Павлик поспешно влился в шеренгу своих одноклассников, неудобно прижимая к груди маленький теплый комочек под рубашкой. Котенок сладко мурлыкал, изредка впиваясь в тело острыми коготками.
Павлик сразу же нашел глазами Тышку. Тот стоял первым на правом фланге, подняв курчавую голову. Глаза у него были прищурены, как всегда в минуты волнения, вытянутые руки прижаты ладонями к бедрам. Он увидел Павлика, чуть заметно кивнул ему головой и улыбнулся.
Во дворе, где обычно летал через сетку волейбольный мяч, странно было видеть нарядный стол, накрытый красной скатертью. За столом стоял директор – Григорий Александрович, мужчина средних лет, небольшого роста, с худощавым выразительным лицом, с пристальным взглядом серых глаз, о которых ребята говорили между собой, что они «видят на три аршина в землю».
Спокойно и вместе с тем торжественно директор приподнял руку и негромко приказал:
– Внести школьное знамя!
В открытом окне школы радиола заиграла марш.
Генка Соловьев вынес знамя с золотой бахромой и замер с ним на середине двора.
Павлик попробовал встать по стойке «смирно», но, как только он опустил руки, теплый комочек покатился под рубашкой; он бороздил когтями кожу и отчаянно пищал.
Веселое волнение пробежало по ряду восьмиклассников.
– Кто, чей, откуда? – послышались вопросы любопытных.
К всеобщему восторгу, из ворота черной курточки Павлика выглянула усатая зеленоглазая мордочка котенка.
В то время, когда восьмиклассники занимались котенком, к столу вышла смешная круглоглазая первоклассница с тонкими хвостиками кос, торчащими в разные стороны, и, запинаясь, заученными словами поздравила десятиклассников с окончанием школы.
Над городом поднялось солнце, залило ласковым светом двор, заиграло золотистыми кистями школьного знамени и светлым пятном легло на лицо Григория Александровича.

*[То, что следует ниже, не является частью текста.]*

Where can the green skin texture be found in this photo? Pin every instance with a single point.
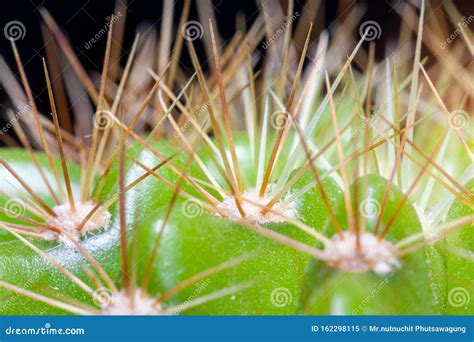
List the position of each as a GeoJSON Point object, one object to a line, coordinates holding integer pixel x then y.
{"type": "Point", "coordinates": [416, 288]}
{"type": "Point", "coordinates": [192, 245]}
{"type": "Point", "coordinates": [460, 270]}
{"type": "Point", "coordinates": [21, 266]}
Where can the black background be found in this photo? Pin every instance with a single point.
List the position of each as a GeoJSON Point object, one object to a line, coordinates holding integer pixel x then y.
{"type": "Point", "coordinates": [81, 20]}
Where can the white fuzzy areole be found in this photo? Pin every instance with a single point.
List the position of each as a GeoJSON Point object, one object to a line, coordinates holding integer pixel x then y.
{"type": "Point", "coordinates": [121, 305]}
{"type": "Point", "coordinates": [68, 221]}
{"type": "Point", "coordinates": [374, 254]}
{"type": "Point", "coordinates": [252, 205]}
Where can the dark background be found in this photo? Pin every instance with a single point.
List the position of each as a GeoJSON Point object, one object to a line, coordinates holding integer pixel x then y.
{"type": "Point", "coordinates": [81, 20]}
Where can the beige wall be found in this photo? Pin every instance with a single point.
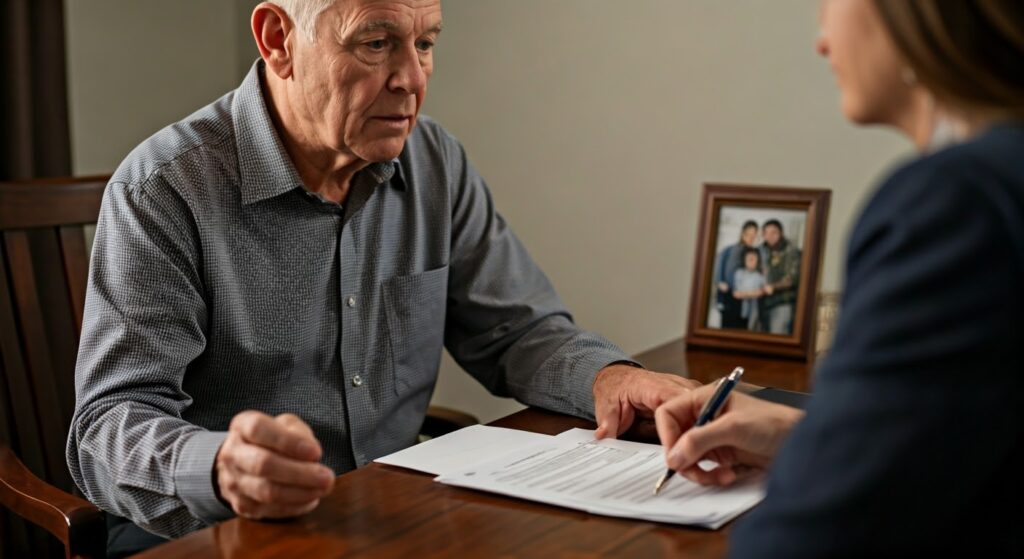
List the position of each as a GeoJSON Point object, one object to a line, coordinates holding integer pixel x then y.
{"type": "Point", "coordinates": [136, 66]}
{"type": "Point", "coordinates": [595, 122]}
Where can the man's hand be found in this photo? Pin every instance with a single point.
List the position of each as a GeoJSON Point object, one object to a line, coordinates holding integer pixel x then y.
{"type": "Point", "coordinates": [626, 394]}
{"type": "Point", "coordinates": [268, 467]}
{"type": "Point", "coordinates": [742, 440]}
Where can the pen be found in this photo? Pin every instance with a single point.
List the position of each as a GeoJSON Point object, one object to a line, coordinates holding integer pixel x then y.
{"type": "Point", "coordinates": [709, 412]}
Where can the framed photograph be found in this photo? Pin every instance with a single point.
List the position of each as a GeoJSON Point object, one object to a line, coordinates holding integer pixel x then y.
{"type": "Point", "coordinates": [757, 270]}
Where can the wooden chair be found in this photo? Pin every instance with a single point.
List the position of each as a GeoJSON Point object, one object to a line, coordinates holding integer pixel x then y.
{"type": "Point", "coordinates": [43, 274]}
{"type": "Point", "coordinates": [43, 267]}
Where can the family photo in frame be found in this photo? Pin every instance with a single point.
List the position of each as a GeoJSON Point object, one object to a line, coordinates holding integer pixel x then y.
{"type": "Point", "coordinates": [757, 269]}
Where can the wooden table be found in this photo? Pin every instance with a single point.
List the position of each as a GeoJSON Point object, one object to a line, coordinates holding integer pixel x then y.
{"type": "Point", "coordinates": [380, 511]}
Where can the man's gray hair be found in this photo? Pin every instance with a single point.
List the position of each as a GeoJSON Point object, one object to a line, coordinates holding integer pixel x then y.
{"type": "Point", "coordinates": [304, 13]}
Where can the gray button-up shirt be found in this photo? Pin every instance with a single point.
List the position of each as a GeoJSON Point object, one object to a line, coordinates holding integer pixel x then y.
{"type": "Point", "coordinates": [218, 285]}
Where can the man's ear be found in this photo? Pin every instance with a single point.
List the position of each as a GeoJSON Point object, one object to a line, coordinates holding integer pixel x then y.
{"type": "Point", "coordinates": [275, 36]}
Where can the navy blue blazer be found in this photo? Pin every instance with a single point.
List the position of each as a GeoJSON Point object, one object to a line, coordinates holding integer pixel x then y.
{"type": "Point", "coordinates": [913, 440]}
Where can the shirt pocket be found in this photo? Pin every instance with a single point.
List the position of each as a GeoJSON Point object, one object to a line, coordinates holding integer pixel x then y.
{"type": "Point", "coordinates": [415, 306]}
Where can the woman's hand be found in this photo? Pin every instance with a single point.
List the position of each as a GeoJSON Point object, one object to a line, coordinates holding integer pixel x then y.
{"type": "Point", "coordinates": [743, 439]}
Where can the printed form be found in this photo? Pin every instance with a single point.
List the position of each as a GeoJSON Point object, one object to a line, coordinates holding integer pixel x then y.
{"type": "Point", "coordinates": [608, 477]}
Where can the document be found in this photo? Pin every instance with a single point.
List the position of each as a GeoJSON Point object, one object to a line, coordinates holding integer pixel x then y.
{"type": "Point", "coordinates": [454, 450]}
{"type": "Point", "coordinates": [608, 477]}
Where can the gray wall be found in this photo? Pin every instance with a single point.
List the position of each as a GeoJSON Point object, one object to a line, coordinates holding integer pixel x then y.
{"type": "Point", "coordinates": [595, 123]}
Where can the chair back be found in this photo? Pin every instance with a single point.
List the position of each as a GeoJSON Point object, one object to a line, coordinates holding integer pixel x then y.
{"type": "Point", "coordinates": [45, 228]}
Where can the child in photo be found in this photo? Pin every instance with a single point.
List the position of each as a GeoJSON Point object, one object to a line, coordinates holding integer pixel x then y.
{"type": "Point", "coordinates": [749, 288]}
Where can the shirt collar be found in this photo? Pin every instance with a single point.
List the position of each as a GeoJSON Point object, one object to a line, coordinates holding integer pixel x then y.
{"type": "Point", "coordinates": [264, 168]}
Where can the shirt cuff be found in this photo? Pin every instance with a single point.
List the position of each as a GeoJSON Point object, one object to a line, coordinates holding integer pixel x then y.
{"type": "Point", "coordinates": [590, 366]}
{"type": "Point", "coordinates": [194, 476]}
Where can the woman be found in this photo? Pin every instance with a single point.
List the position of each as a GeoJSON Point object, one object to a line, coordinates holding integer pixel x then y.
{"type": "Point", "coordinates": [913, 439]}
{"type": "Point", "coordinates": [729, 260]}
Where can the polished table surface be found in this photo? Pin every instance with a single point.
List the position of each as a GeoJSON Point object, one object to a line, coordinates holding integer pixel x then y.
{"type": "Point", "coordinates": [381, 511]}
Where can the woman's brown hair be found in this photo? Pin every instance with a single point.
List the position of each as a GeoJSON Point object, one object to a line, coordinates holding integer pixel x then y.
{"type": "Point", "coordinates": [968, 52]}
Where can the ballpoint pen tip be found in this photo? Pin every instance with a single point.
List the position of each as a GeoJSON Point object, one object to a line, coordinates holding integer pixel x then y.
{"type": "Point", "coordinates": [657, 486]}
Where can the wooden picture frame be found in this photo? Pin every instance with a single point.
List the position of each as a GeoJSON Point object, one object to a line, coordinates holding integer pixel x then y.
{"type": "Point", "coordinates": [728, 309]}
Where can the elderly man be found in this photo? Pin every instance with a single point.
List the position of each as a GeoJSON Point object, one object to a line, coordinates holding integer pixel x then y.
{"type": "Point", "coordinates": [274, 276]}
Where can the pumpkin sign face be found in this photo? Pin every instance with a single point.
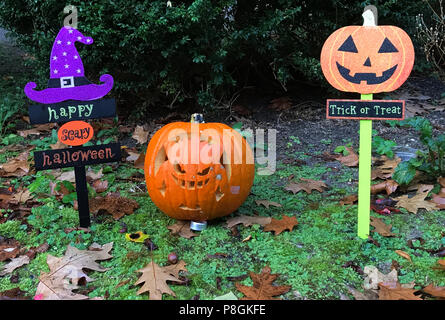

Он смотрел на десятиклассников, думая с гордостью: «Вот каких орлов вырастил! – и с грустью от неумолимого бега времени: – Еще десять лет миновало». Взгляд его остановился на Тышке. Он помнил, как десять лет назад его, маленького, худенького мальчика, привела за руку мать. Он совсем плохо говорил, и несколько лет подряд с ним занимался школьный логопед. Теперь Тышка выше всех в школе, развернулся в плечах, похорошел.
– Сегодня последний раз прозвучит для вас школьный звонок, – медленно, разделяя слова, сказал Григорий Александрович. – Вы кончите школу и разойдетесь в разные стороны…
Одна из матерей, присутствовавших на линейке, громко всхлипнула. Кое-кто из ребят улыбнулся, но большинству было понятно волнение матери, и ребята зашикали на весельчаков.
Свое выступление Григорий Александрович закончил стихами:
Павлик глядел на Тышку. Тот стоял все так же щурясь, вытянув руки, и все время нервно шевелил длинными пальцами, точно играл какое-то музыкальное произведение.
К столу вышел светлоголовый приземистый десятиклассник, и его мать, вытирая глаза, поспешила скрыться за спинами ребят.
– Десять лет назад я пришел в эту школу вот таким же маленьким мальчиком… – начал он и показал на стоящего с краю в первом ряду широколицего курносого мальчугана.
Тот покраснел словно рак, точно сделал что-то очень плохое, и не поднимал головы, пока говорил десятиклассник.
Григорий Александрович некоторое время помолчал, затем сказал негромко:
– Ученик восьмого класса «А» Павел Огнев, подойди сюда.
Павел вздрогнул, с недоумением взглянул на товарищей.
У всех восьмиклассников сразу же мелькнула мысль: «Опять натворил что-то!»
«Будто бы ни в чем не виноват», – с тоской подумал Павлик.
– Давай котенка! – протянулись со всех сторон руки товарищей.
Павлик торопливо полез за пазуху.
– Здесь Огнев? – подождав, спросил директор.
– Идет! – воскликнул староста 8-го «А».
Котенок провалился в самый низ рубахи и тихо сидел там, придерживаемый тугим поясом.
Павлик махнул рукой товарищам: дескать, не беспокойтесь, не заметят, и, придерживая котенка, подошел к столу.
Григорий Александрович внимательно поглядел на мальчика. Ему была известна вчерашняя встреча сына со своим отцом. Утром в школу приходила мать Павлика. Она рассказывала, как мальчика взволновала эта встреча. Сейчас он выглядел больным – был бледен, вял, у глаз легли темные тени.